I expect zip ought to bundle up into tuples of some sort. But then
maybe zip is not what we want for typical loops. I'm thinking that
"for" wants to be a little more incestuous with -> anyway, so that
the optionality of the -> arguments can tell "for" how to deal with
short lists. And now that we have general multidimensional slices,
it'd be nice if "for" were one of the operators that is aware of that.
Then you might be able to say things like:

for (@foo; 1...) -> $val, $i {...}

for @foo <== 1... -> $val, $i {...}

1... ==>
for @foo -> $val, $i {...}

1... ==> #######v
@foo ==> #v v
for () -> $val, $i {...}

all of which should in theory be equivalent, and none of which use "zip".
(With a bit of handwaving about how ==> binds to the list before
a final -> block.)

With a clever enough parser, we even get back to the A4 formulation of

for @foo; 1... -> $val, $i {...}

But that's relying on the notion that a statement can function as a
funny kind of bracketing device that can shield that semicolon from
thinking it's supposed to terminate the statement.
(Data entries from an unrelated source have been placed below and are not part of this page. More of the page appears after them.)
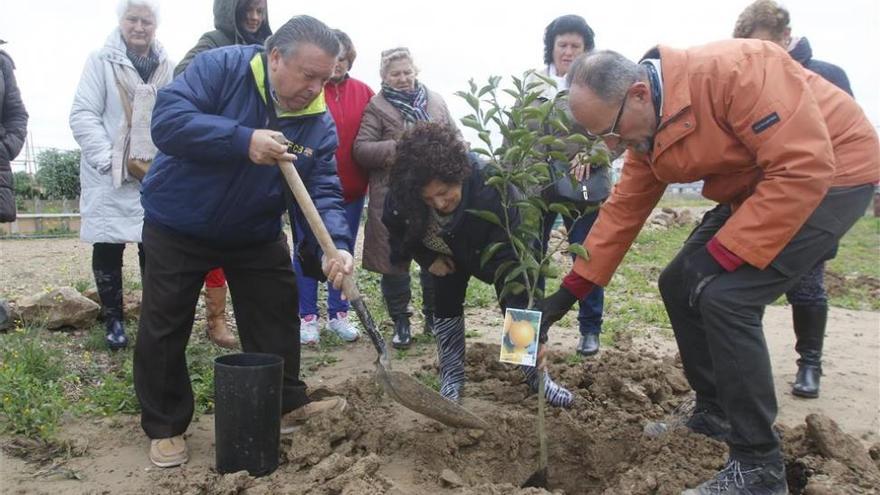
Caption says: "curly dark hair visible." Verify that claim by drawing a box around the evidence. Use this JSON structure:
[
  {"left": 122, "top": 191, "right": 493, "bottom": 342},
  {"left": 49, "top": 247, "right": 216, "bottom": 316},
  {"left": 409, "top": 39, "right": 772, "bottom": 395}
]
[
  {"left": 544, "top": 14, "right": 596, "bottom": 65},
  {"left": 389, "top": 122, "right": 472, "bottom": 244},
  {"left": 733, "top": 0, "right": 791, "bottom": 40}
]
That's probably
not too far off from what it does now when it knows it wants a final
block, so that a bare block where an operator is expected pops back
up to the statement level.

I know that, with tuple matching signatures, zip can be made to work
even as a tuple constructor, but it seems like a waste to constuct
tuples only to throw them away immediately. And if we're going to
build surreal lists into the language, we should probably use them.